On several occasions in the text, the terms "stochastic" and "statistical" will be used, sometimes in place of the adjective "random". Strictly speaking, these three terms do not necessarily have similar properties. While the term "random" is frequently used to designate variables that have no deterministic character, this is not the case for variables in the stochastic or statistical sense.
For example, today's weather forecasts provide daily proof that average temperatures in a given geographical location at any given time of year are perfectly predictable. On the other hand, the actual temperature estimated over the long term remains randomly situated around the average. For this reason, the temperature variable has the properties of a stochastic variable. As for the term "statistics", its use is generally confined to the construction of databases fed by random variables. It is also used to describe the criteria attached to these data.
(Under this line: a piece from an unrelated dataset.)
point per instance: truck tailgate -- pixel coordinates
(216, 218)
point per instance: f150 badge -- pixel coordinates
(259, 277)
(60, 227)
For example, the margin of uncertainty generated by calculating the mean value of a population of N random variables is based on statistical properties.
The article is divided into six sections, each of which is devoted in turn to the definition of events and random variables, the probabilities of discrete random variables, the probability densities of continuous random variables, the calculation of averages and moments, the usual laws of probability and, finally, the extension of probability theory to two or more random variables.
The various subdivisions of the six paragraphs are enhanced by examples taken mainly from the kinetic theory of gases. Indeed, the link between the microscopic mechanics of molecules and the thermodynamic concept provides an ideal case study for the field of application currently under consideration.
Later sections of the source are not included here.